Visitors to Amazon's UK website yesterday were confronted not by the usual gaudy array of book covers, but by a simple letter from its founder, Jeff Bezos. He outlined his belief in the "transformative power of reading", before announcing the launch in the UK of the Kindle, an e-reading device that has been Amazon's best-selling product in the US for two years, and has transformed its book market: digital books outsell hardbacks on Amazon's US store by nearly 3 to 2.
The British book industry is braced to see if our hitherto small appetite for digital books will be similarly whetted, and perhaps change forever the way we read .

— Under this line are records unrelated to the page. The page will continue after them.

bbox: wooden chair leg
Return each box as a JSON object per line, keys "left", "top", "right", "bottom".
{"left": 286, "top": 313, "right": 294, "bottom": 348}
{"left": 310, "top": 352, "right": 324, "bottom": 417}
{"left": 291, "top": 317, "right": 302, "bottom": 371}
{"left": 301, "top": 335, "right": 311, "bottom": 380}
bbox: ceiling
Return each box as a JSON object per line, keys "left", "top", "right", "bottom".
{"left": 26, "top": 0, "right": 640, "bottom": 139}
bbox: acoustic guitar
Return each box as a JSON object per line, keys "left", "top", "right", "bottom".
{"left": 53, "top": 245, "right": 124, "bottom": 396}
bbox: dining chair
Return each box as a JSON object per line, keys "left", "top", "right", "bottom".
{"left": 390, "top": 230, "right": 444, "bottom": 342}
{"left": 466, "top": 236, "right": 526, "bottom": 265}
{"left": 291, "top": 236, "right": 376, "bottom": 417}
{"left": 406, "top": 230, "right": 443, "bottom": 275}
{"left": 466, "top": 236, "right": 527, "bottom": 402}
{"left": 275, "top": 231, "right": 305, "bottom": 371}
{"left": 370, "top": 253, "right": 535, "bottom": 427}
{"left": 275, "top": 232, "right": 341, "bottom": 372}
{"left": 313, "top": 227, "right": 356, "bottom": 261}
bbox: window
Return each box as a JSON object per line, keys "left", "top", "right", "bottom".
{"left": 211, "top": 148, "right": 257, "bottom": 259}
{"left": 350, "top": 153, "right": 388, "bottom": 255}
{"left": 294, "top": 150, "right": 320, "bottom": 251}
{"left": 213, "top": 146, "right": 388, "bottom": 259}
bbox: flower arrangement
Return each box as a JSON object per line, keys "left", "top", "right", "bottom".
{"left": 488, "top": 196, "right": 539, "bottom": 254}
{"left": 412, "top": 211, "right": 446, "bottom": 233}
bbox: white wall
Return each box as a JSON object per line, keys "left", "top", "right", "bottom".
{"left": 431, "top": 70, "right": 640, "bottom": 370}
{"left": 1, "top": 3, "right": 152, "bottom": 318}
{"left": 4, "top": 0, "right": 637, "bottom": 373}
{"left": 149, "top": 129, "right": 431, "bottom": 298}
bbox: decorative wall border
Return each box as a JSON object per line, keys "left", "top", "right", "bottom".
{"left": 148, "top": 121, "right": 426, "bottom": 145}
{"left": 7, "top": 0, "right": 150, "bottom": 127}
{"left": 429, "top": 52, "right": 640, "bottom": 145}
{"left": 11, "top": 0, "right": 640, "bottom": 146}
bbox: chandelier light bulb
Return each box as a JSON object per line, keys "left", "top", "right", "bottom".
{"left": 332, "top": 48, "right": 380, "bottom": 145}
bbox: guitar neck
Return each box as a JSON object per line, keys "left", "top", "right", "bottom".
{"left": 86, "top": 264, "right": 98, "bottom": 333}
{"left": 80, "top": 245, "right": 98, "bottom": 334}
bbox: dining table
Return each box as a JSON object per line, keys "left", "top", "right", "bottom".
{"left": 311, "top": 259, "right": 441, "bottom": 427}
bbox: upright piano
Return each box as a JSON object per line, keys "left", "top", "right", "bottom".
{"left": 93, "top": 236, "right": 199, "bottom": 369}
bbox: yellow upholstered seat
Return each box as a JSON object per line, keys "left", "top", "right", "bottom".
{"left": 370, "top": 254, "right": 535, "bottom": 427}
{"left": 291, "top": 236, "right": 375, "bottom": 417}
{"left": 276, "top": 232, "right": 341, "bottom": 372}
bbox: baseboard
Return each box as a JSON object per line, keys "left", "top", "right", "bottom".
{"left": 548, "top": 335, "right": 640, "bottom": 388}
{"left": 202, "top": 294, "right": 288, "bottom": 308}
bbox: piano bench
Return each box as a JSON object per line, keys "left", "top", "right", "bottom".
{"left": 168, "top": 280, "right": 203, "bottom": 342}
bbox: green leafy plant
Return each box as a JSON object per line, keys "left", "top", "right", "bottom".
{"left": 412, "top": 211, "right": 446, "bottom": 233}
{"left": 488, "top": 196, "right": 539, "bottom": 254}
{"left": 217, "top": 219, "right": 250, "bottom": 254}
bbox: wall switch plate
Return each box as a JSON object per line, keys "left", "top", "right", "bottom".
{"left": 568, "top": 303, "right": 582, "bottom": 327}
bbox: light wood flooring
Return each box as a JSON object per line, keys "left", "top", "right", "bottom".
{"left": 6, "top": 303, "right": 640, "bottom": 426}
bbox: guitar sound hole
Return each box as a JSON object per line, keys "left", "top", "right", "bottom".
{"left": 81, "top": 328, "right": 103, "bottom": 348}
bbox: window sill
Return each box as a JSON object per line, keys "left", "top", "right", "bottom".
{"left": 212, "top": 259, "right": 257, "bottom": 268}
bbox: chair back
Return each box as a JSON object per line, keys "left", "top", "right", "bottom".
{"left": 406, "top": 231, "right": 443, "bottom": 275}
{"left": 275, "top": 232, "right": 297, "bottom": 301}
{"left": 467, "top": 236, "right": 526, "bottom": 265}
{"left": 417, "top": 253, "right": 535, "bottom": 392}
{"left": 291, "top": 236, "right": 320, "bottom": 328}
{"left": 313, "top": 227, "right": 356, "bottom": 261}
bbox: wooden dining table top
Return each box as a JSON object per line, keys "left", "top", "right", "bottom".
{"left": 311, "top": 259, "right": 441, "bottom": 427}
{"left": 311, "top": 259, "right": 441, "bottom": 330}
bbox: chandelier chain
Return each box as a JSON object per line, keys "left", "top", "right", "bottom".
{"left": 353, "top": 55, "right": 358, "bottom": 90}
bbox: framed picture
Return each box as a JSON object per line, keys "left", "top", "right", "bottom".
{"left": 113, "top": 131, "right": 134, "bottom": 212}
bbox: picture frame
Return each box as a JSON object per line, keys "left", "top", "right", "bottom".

The only other e-reading devices to gain much recognition in the UK have been produced by Sony, with the book titles themselves sold by Waterstone's. But consumer sales in 2009 were just £5m – less than 1 per cent of the market – and a KPMG survey in October revealed that only 4 per cent of respondents had recently read a digital book. The most frequently voiced objection to e-readers has been: "Why would I need one?" It appears we still have an emotional attachment to the traditional book format.
The recent launch of the iPad and its related iBookstore was heralded as a moment where we might finally lose our e-book inhibitions. But the cost, size and weight of Apple's tablet computer have all been cited as reasons why displaying books is not necessarily its forte. The new Kindle, by contrast, is just 247g – lighter than an average paperback – and is thinner than a newspaper. It costs £109 for the bottom-end model – the iPad is £429. It has a surprisingly long battery life of one month, and a high-contrast screen whose anti-glare properties make it look more like a pristine sheet of card. So, what's the catch? In an era when most gadgets are almost absurdly multi-functional, the Kindle is unusual is that it enables us to do only one thing: read text in black and white.
The iPad's launch caused much debate over whether electronic versions of books, magazines and newspapers would henceforth have to incorporate audio and video to add value and take advantage of new technology. But Amazon seems to see all this as a distraction. The simpler Kindle allows us instead to "become lost in the author's words".
The device will have access to a store featuring 400,000 books, along with 1 million additional titles available for free, and subscriptions to newspaper titles from across the globe, including The Independent. The thing that makes it a potentially game-changing device, according to the publishing commentator James Bridle, is the ease with which it is possible to get hold of all this material. "This way of downloading books directly to an e-reading device via WiFi or a 3G mobile network just hasn't been available over here," he says. "It removes all the barriers between the idea of buying a book and actually getting hold of it, exactly the way that Apple have succeeded in selling us music."
Whether this marks a reversal in the decline of the book industry is another question. Technology firms clearly see Amazon's move as a reason to push ahead with their own e-reading plans (both Microsoft and Sharp have thrown their hats in the ring in recent weeks). But while all these devices undoubtedly encourage purchases of the written word, these words tend to be priced very cheaply.
"Amazon are not particularly great friends with publishers," says Mr Bridle. "They've been pushing for higher discounts for years, and they're getting them, particularly with the Kindle store. The e-book pricing war hasn't been resolved, but it's unlikely to end happily for publishers."
The book-loving customer will, however, be spoilt rotten come the arrival of the gadget on 27 August. Exactly as Jeff Bezos hoped they would be.